Some argue that displaying a logo would have changed her legal position. Respectfully, no. A logo resolves the identification question, one of five elements a claimant must prove. It does not make the concern dishonest or false, nor does it convert honest opinion into defamation. The law has never held that a consumer who names her subject is more exposed than one who does not. That interpretation would be perverse: it would make specificity a liability and vagueness a refuge, and incentivise consumers to make less precise, less useful public disclosures.

The legal position is this: Dooshimaa had every right to say what she said. She has the law on her side. What she did not have was an institution standing beside her when it mattered.

The Agencies That Were Not There

NAFDAC’s mandate is clear: regulate food from manufacture to sale.

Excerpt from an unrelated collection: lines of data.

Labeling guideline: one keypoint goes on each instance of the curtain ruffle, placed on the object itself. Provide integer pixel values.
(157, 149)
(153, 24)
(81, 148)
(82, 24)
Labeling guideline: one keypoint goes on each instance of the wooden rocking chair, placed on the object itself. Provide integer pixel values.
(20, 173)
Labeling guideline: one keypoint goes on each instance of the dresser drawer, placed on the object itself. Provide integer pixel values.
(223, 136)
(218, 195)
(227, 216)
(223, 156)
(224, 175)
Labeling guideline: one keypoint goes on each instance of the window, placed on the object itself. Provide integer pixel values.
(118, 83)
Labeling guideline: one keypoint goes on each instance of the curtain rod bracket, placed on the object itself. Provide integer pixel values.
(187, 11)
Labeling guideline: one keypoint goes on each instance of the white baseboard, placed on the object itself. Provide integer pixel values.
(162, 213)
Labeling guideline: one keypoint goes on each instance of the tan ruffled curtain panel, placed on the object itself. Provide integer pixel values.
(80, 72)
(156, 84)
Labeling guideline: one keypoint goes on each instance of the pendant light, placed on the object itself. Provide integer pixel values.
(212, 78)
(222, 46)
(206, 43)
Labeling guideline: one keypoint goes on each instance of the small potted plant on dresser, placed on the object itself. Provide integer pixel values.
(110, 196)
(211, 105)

It can collect samples, run laboratory analysis, sanction manufacturers, recall products, and issue advisories. These are operational obligations, not aspirations. When a consumer’s concern about bread spoilage goes viral and is watched by millions, NAFDAC has a statutory duty to act, not to adjudicate, simply to collect, test, and communicate. That is the minimum. That is the job.

FCCPC Chairman - Tunji Bello

FCCPC Chairman – Mr. Tunji Bello

The FCCPC’s mandate under the FCCPA (Sections 17, 18, and 114) empowers it to investigate goods injurious to public health, conduct quality assessments, and impose on suppliers an obligation to meet applicable safety standards. Consumers have a right to accurate information about what they purchase. Every word of that statutory framework speaks directly to this situation. A consumer concern about food safety mandates a response. There was none.

Weeks passed. Neither agency issued an advisory, announced sample collection, or confirmed any testing. The silence is total. NAFDAC has proven it can move with speed and purpose; its past enforcement actions prove the capacity exists. The Bon Bread controversy did not find an agency incapable of acting. It found one that chose not to. The distinction matters enormously: incapacity is a resource problem. Choice is a leadership problem.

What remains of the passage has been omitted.